# ? starter strips



## galvodog (May 2, 2006)

I started a thread on making a tbh out of a hollow log on another subject. 
So now Ill move this question to where it belongs.

Ive cut my top bars and put grooves down the middle. Can somebody explain starter strips?

1) Are these something you buy? or do you make your own?

2) I have plastic foundation, can I cut 1" strips out of that?

3) How do I cement these in? With melted beeswax?

Thanx 
Joe


----------



## BerkeyDavid (Jan 29, 2004)

Hi Joe

You don't need starter strips, IMO. Just put wax in the grooves. Or cut little strips of wood about 1/2 inch long to fit in the grooves you cut and wax them in. Or forget the wax.
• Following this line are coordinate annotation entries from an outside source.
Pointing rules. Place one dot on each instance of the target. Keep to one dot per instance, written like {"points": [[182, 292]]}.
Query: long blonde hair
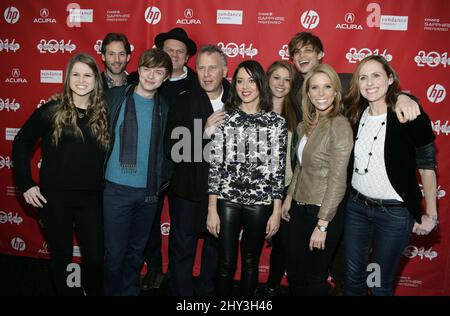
{"points": [[65, 117], [310, 114], [288, 111]]}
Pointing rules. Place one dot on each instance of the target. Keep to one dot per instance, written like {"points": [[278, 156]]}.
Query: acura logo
{"points": [[15, 72], [188, 13], [44, 12], [349, 17]]}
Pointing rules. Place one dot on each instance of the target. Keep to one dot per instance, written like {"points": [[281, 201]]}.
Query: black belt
{"points": [[376, 202]]}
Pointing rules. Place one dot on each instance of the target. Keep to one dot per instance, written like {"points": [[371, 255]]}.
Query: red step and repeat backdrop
{"points": [[37, 38]]}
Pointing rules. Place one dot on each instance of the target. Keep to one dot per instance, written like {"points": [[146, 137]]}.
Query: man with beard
{"points": [[116, 53]]}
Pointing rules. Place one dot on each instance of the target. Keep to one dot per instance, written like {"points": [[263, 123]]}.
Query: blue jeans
{"points": [[378, 232], [128, 219]]}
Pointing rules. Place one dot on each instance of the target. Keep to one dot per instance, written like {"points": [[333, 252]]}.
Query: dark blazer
{"points": [[400, 146], [190, 178], [132, 78]]}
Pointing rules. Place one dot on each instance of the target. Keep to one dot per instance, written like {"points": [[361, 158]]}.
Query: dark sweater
{"points": [[171, 89], [190, 179], [73, 165]]}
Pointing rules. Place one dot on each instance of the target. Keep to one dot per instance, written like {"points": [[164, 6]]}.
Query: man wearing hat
{"points": [[180, 48]]}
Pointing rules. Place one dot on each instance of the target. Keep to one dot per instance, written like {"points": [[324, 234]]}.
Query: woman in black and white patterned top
{"points": [[246, 178]]}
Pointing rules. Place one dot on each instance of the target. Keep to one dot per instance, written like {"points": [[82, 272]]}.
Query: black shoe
{"points": [[268, 291], [152, 280]]}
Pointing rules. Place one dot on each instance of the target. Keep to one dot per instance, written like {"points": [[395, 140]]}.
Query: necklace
{"points": [[80, 114], [370, 154]]}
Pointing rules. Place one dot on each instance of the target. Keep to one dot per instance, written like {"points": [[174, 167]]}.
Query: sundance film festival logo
{"points": [[270, 18], [8, 45], [436, 93], [6, 162], [15, 77], [284, 52], [18, 244], [10, 133], [189, 18], [51, 76], [117, 16], [11, 15], [76, 15], [44, 250], [435, 24], [310, 19], [41, 103], [354, 55], [385, 22], [413, 251], [229, 17], [9, 105], [10, 218], [12, 191], [98, 47], [439, 127], [165, 229], [44, 14], [431, 59], [54, 46], [152, 15], [232, 50], [349, 23]]}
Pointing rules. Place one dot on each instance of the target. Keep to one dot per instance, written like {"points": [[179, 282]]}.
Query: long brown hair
{"points": [[310, 113], [355, 103], [65, 117], [255, 70], [287, 111]]}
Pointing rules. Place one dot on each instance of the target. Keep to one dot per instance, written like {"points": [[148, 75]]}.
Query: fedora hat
{"points": [[177, 34]]}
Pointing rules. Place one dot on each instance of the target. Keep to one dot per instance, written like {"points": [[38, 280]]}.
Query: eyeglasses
{"points": [[304, 50]]}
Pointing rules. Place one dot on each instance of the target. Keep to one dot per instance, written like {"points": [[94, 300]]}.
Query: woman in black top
{"points": [[74, 134], [246, 177]]}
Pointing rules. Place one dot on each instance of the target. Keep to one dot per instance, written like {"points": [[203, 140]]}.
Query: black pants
{"points": [[152, 252], [308, 270], [278, 255], [186, 222], [64, 211], [253, 220]]}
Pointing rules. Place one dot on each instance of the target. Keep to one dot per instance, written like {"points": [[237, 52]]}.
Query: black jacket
{"points": [[132, 78], [75, 164], [190, 179], [400, 151]]}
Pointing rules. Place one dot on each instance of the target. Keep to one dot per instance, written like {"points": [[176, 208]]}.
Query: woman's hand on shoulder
{"points": [[34, 197]]}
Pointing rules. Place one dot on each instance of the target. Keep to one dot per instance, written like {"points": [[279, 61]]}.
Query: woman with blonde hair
{"points": [[318, 184], [74, 134], [281, 77]]}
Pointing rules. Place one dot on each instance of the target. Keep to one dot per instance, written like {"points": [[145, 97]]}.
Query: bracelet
{"points": [[433, 218]]}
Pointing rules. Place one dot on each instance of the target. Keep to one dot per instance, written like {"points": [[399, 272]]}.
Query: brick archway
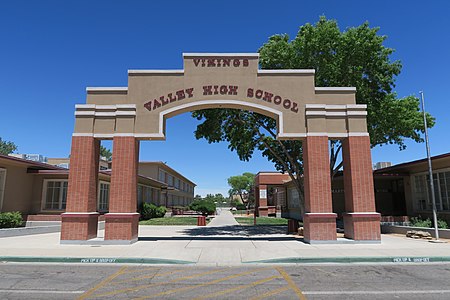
{"points": [[138, 112]]}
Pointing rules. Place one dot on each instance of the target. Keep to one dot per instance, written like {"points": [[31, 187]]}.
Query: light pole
{"points": [[430, 169]]}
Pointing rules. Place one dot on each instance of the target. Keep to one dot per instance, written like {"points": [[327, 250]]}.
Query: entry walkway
{"points": [[217, 245], [225, 218]]}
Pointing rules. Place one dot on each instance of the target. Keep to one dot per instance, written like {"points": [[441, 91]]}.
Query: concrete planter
{"points": [[37, 227], [7, 232], [443, 233]]}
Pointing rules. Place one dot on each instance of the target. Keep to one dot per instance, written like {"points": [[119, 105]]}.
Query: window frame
{"points": [[44, 195], [100, 182]]}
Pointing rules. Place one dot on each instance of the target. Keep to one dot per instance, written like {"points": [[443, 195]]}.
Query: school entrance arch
{"points": [[138, 112]]}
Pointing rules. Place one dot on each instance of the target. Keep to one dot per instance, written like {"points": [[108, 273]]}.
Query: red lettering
{"points": [[223, 90], [163, 100], [148, 105], [221, 62], [171, 98], [277, 100], [226, 62], [207, 90], [267, 97], [190, 92], [156, 104], [181, 95], [211, 62], [294, 107], [287, 103], [232, 90]]}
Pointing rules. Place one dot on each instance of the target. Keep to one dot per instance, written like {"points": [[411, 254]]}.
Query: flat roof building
{"points": [[39, 190]]}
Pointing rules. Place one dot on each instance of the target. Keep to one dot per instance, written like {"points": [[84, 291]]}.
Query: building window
{"points": [[422, 192], [55, 195], [2, 186], [162, 176], [144, 194], [103, 197]]}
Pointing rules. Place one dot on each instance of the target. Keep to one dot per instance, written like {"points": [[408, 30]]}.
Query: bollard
{"points": [[201, 221]]}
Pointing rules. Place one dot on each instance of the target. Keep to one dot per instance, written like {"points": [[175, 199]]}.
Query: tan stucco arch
{"points": [[220, 80]]}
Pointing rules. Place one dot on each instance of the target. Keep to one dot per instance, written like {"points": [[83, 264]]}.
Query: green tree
{"points": [[203, 206], [241, 185], [354, 57], [7, 147], [105, 152]]}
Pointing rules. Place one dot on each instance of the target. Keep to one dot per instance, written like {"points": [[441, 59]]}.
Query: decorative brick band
{"points": [[321, 215], [121, 226], [79, 226], [362, 226]]}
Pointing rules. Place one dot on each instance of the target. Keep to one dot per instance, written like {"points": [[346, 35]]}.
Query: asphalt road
{"points": [[75, 281]]}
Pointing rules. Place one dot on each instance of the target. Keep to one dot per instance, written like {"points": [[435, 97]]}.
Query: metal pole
{"points": [[430, 169]]}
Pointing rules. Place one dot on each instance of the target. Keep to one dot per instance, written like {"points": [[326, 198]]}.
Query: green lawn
{"points": [[171, 221], [240, 212], [261, 221]]}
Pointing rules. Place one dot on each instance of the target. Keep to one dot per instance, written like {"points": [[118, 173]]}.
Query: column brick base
{"points": [[263, 211], [292, 226], [79, 226], [362, 226], [121, 226], [319, 227]]}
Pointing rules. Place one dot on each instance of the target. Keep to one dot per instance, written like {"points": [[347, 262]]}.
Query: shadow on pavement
{"points": [[230, 233]]}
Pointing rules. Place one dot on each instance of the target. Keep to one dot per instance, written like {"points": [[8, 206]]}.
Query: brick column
{"points": [[262, 200], [79, 222], [319, 221], [122, 221], [361, 222]]}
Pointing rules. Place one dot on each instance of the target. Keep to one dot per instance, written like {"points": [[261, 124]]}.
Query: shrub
{"points": [[417, 222], [150, 211], [442, 224], [204, 207], [240, 206], [10, 219]]}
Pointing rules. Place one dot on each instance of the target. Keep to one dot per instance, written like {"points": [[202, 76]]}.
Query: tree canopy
{"points": [[355, 57], [241, 185], [7, 147], [105, 152]]}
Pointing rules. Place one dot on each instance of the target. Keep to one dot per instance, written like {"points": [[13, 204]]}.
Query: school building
{"points": [[39, 190], [401, 191]]}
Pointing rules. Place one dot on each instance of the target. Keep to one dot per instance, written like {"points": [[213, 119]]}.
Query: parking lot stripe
{"points": [[291, 283], [271, 293], [241, 287], [202, 284], [103, 283], [141, 287], [140, 270], [147, 277]]}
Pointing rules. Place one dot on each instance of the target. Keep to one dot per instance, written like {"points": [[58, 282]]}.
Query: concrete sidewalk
{"points": [[224, 218], [219, 245]]}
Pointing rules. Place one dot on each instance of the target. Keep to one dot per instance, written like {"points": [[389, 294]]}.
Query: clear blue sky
{"points": [[50, 51]]}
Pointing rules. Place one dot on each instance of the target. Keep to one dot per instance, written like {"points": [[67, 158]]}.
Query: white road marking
{"points": [[374, 292], [39, 292]]}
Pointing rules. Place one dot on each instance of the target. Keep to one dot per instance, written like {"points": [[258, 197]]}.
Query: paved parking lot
{"points": [[318, 281]]}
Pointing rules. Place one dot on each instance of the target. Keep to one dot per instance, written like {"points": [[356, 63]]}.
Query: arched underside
{"points": [[210, 104]]}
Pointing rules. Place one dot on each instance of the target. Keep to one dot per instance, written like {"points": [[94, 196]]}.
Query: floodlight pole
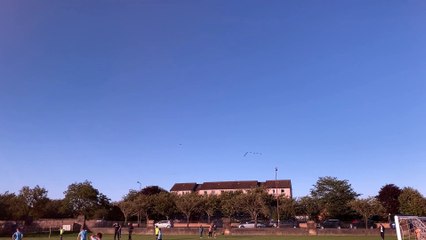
{"points": [[139, 212], [276, 192]]}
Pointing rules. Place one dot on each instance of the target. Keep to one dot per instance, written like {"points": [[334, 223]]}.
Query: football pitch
{"points": [[221, 237]]}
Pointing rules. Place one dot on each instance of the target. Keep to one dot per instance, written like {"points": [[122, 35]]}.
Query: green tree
{"points": [[411, 202], [388, 197], [308, 206], [152, 190], [145, 205], [188, 204], [211, 205], [84, 199], [287, 207], [367, 208], [54, 209], [35, 200], [333, 196], [165, 204], [7, 206], [254, 202], [127, 208]]}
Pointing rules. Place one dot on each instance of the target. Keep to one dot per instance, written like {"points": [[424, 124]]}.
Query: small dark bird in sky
{"points": [[253, 153]]}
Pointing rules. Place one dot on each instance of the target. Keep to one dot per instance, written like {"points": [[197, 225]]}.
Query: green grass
{"points": [[195, 237]]}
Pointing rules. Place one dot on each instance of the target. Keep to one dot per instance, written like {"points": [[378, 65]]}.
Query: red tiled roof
{"points": [[228, 185], [277, 184], [183, 187]]}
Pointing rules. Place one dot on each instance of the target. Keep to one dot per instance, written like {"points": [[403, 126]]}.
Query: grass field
{"points": [[223, 237]]}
Anything that will give them a guide is good.

But if you do want starter strips most people cut the strips from foundation and as you thought put it in with melted wax. I suppose you could cut them out of plastic. Seems pretty wild, you will have a classic gum hive with plastic starter strips!
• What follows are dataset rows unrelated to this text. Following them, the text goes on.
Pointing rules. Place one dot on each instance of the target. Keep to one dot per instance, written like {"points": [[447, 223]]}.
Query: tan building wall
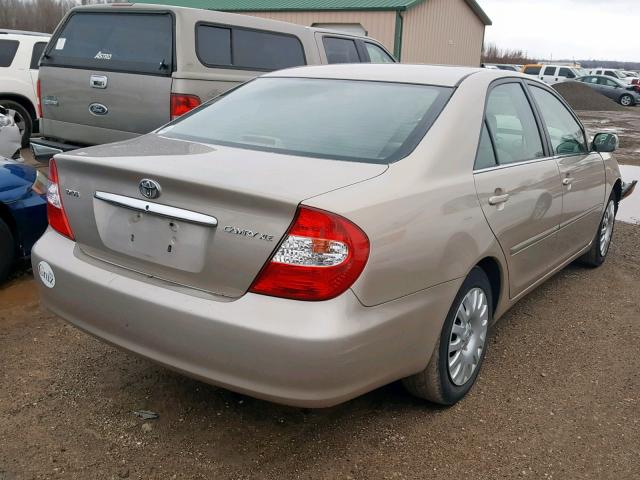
{"points": [[442, 32], [379, 25]]}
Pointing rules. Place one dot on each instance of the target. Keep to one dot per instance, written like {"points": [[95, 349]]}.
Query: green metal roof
{"points": [[306, 5]]}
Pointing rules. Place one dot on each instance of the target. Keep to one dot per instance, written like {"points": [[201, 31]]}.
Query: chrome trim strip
{"points": [[580, 216], [514, 164], [157, 209], [516, 249]]}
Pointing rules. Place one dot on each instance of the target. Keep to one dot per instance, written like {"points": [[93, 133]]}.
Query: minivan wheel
{"points": [[626, 100], [22, 118], [602, 241], [456, 359], [7, 250]]}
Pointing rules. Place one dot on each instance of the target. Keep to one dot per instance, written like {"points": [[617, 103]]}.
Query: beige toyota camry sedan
{"points": [[322, 231]]}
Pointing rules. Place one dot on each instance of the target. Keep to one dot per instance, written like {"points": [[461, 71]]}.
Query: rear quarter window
{"points": [[123, 42], [232, 47], [8, 49]]}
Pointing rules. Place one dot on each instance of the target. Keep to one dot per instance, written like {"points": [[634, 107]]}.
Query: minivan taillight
{"points": [[55, 209], [322, 255], [181, 103], [39, 96]]}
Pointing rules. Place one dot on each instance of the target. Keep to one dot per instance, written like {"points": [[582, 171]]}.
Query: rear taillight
{"points": [[321, 256], [39, 95], [182, 103], [55, 209]]}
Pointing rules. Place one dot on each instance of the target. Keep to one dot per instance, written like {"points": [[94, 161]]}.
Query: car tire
{"points": [[441, 382], [602, 240], [627, 100], [7, 250], [23, 120]]}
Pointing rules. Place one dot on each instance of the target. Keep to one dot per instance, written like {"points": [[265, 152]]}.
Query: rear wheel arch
{"points": [[493, 271], [22, 100]]}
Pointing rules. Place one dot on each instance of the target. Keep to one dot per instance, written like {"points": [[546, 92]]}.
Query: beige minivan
{"points": [[114, 72]]}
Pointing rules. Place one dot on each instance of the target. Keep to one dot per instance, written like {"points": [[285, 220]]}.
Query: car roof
{"points": [[4, 31], [441, 75]]}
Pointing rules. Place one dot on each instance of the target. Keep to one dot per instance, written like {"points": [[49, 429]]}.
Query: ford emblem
{"points": [[149, 188], [98, 109]]}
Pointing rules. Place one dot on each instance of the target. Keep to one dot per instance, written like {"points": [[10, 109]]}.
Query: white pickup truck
{"points": [[554, 73], [19, 56]]}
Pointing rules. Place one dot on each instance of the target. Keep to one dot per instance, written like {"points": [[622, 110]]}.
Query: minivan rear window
{"points": [[362, 121], [121, 42], [8, 49]]}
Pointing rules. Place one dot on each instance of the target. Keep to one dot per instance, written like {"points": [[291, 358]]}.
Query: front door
{"points": [[518, 186], [581, 171]]}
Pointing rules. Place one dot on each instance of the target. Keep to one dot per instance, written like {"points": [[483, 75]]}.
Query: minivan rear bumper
{"points": [[310, 354]]}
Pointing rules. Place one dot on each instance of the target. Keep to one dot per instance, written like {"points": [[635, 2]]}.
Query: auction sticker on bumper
{"points": [[46, 274]]}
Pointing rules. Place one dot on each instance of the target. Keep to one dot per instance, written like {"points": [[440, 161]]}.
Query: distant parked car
{"points": [[304, 242], [626, 95], [115, 72], [552, 74], [611, 72], [19, 55], [23, 207]]}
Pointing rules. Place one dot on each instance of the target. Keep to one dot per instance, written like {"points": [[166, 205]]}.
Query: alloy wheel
{"points": [[468, 336]]}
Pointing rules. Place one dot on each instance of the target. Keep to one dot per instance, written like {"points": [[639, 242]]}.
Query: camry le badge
{"points": [[149, 188], [98, 109]]}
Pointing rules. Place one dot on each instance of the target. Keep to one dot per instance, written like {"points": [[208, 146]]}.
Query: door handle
{"points": [[498, 199]]}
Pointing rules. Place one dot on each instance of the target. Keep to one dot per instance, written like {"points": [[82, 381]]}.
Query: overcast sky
{"points": [[580, 29]]}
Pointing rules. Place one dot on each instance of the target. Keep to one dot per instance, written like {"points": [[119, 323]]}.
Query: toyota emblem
{"points": [[149, 188]]}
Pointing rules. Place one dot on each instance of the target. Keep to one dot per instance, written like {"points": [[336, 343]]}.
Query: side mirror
{"points": [[605, 142]]}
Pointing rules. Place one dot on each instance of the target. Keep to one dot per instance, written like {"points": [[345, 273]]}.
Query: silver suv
{"points": [[114, 72]]}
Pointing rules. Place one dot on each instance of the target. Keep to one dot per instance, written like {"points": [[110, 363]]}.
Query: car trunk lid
{"points": [[252, 196]]}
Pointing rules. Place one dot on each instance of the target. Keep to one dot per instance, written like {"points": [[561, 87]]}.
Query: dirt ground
{"points": [[558, 397]]}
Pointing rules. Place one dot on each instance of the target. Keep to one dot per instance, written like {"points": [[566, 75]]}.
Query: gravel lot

One of the fun things about top bar hives is to spend as little money as possible with creative low tech ideas and watch what the girls do with it. I am sure you will have fun with it whatever you do.


----------



## galvodog (May 2, 2006)

In keeping with the spirit of the top bar hive Im trying to use whatever is lieing around. I have ten sheets of plastic foundation I thought I could cut up.


----------



## BerkeyDavid (Jan 29, 2004)

try it!


----------



## Ken Albright (Jun 11, 2005)

This is my first year with TBH, so judge accordingly...

I initially tried foundation starter strips in a grooved top bar. I jammed a finish nail down in the groove beside strip to hold it in place. When the bees were introduced some grabbed the strip, other bees hung from them, and they all came tumbling down, pulling the strip from the bar. I guess I would advise you to take extra care with attaching the starter strips to top bar. There will be a bit of weight on them before the bees attach to bar.
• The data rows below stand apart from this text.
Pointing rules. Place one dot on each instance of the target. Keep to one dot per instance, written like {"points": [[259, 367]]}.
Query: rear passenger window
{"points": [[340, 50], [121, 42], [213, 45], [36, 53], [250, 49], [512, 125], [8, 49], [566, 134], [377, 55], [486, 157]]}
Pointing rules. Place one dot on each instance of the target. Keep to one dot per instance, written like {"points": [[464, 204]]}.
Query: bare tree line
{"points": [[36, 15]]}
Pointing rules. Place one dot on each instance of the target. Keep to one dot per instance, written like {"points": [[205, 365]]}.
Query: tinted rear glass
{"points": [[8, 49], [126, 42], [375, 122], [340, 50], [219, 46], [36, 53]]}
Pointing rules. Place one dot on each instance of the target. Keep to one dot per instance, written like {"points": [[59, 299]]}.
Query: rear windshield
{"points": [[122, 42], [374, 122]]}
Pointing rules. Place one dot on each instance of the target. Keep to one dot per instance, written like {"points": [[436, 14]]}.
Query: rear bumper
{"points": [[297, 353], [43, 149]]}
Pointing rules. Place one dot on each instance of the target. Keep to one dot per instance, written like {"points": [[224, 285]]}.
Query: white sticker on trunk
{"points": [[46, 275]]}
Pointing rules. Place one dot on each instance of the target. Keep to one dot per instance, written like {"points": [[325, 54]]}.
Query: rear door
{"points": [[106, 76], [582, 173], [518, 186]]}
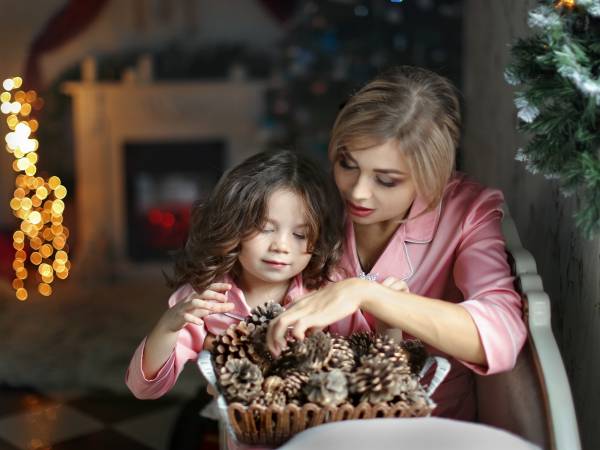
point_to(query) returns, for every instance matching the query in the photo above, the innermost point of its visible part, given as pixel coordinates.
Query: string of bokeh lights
(40, 243)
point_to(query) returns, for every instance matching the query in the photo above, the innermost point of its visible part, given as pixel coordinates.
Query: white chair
(534, 399)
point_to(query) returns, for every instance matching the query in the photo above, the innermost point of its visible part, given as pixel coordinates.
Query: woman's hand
(318, 309)
(396, 284)
(196, 306)
(322, 308)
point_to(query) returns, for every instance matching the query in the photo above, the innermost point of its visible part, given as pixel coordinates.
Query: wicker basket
(273, 425)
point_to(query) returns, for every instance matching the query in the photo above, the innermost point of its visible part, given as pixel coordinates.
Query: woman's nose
(361, 189)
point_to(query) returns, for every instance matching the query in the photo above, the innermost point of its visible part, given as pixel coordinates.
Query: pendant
(368, 276)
In my case, I compacted the wax into the groove, effectively making a wax line down the middle of the bar. Worked like a charm. My future plan is to melt the wax and pour it into the groove. I keep wishing for a small caulk gun that would extrude wax - or a hot glue gun with wax sticks. Hmmm.....

Good luck

Ken


----------



## Michael Bush (Aug 2, 2002)

>I keep wishing for a small caulk gun that would extrude wax

It's called a "wax tube fastener"

http://www.dadant.com/catalog/product_info.php?products_id=231

http://go.netgrab.com/secure/kelleystore/asp/product.asp?product=102

Look at item number 165


----------



## cityboy (May 14, 2004)

If you put the wax where you want it and touch a clean, heated up hot glue gun to it, the wax will melt to the wood. I used this technique this year and it worked well.


----------



## Jon McFadden (Mar 26, 2005)

I used 1/8" strips of wood for the starter strips. So far, so good.
http://nordykebeefarm.com/forum/forum_topics.asp?FID=6&PN=1


----------



## Hill's Hivery (Jan 7, 2005)

First year for me this year and I put 1/8" wood in a groove and waxed the 1/8" piece. Placed a swarm in it a week and a half ago. THey are drawing out foundation along the guide perfectly. It is a beatiful site!

Just need to get the glass viewing port installed before they expand to much. I have a board keeping them corraled for now.


----------



## Jon McFadden (Mar 26, 2005)

I didn't wax the bars. I just glued the strips in the bars. They have completed 6 combs and are working on #7. Their combs are straight and right on center. Having the window to keep track has been wonderful. I can show up at the hive; rain, shine, night, day, and see how they are doing without disturbing them a bit. There are three small brace combs on one side and 1 on the other. While I was watching today, they were working on making one piece of brace comb. It was fun to watch.


----------



## RBar (Jun 22, 2005)

Jon,
I was astounded with my TBH that they only brace with thin threads in very predictable places, easy to disconnect with my trusty TBH Brace Comb Disconnect Device (hack saw blade) slipped down the side, one or two frames at a time.

Galvodog,
There are a lot of different opinions on starter strips, no starter strips, grooves, and strips. Plactic starter strips..There's an idea!
It all works fine. 
Do what you want, or can, do. I like starter strips if you have any type foundation handy you can trim to size (essentially wedged in like the standard wedge top bars)...leave a small gap at the sides for a bee space, if you do more than an inch or two...
I find regardless what I can screw up, the bees can pretty much fix it or work around it.

RBAR


----------



## blkcloud (May 25, 2005)

I used 1/8 strips of wood and waxed them in..the other day I pulled a bar of brood out and about half way out of the hive the dadburn strip came unwaxed and fell into the hive  its nearly impossible to get it back in..i finally just gave up and place the comb back in there and put the bar back.i guess they will work it out..thats my last time for just waxing..


----------



## Michael Bush (Aug 2, 2002)

I would GLUE wood anytime you intend to attach it to wood. I much prefer the triangular comb guides nailed, clinched and glued.


----------



## stangardener (Mar 8, 2005)

i just stapled (air gun) them this year and it was a mistake. ive been seeing some coming loose during inspections. the bees have been atatching at the sagging spots so ive had no failures so far but this minimalist will be gluing and stapling from now on.


----------



## Scot Mc Pherson (Oct 12, 2001)

I just make solid top bars. I use a table router to cut out the bevel and leave the shoulders intact. I cut top bars in 4 cuts, the cut to length, the rip and the two routing cuts. I figure without setup times involved (since I run 50 hives worth of lumber for each single operation) cutting the topbars takes me about 1-2 minutes max each.


----------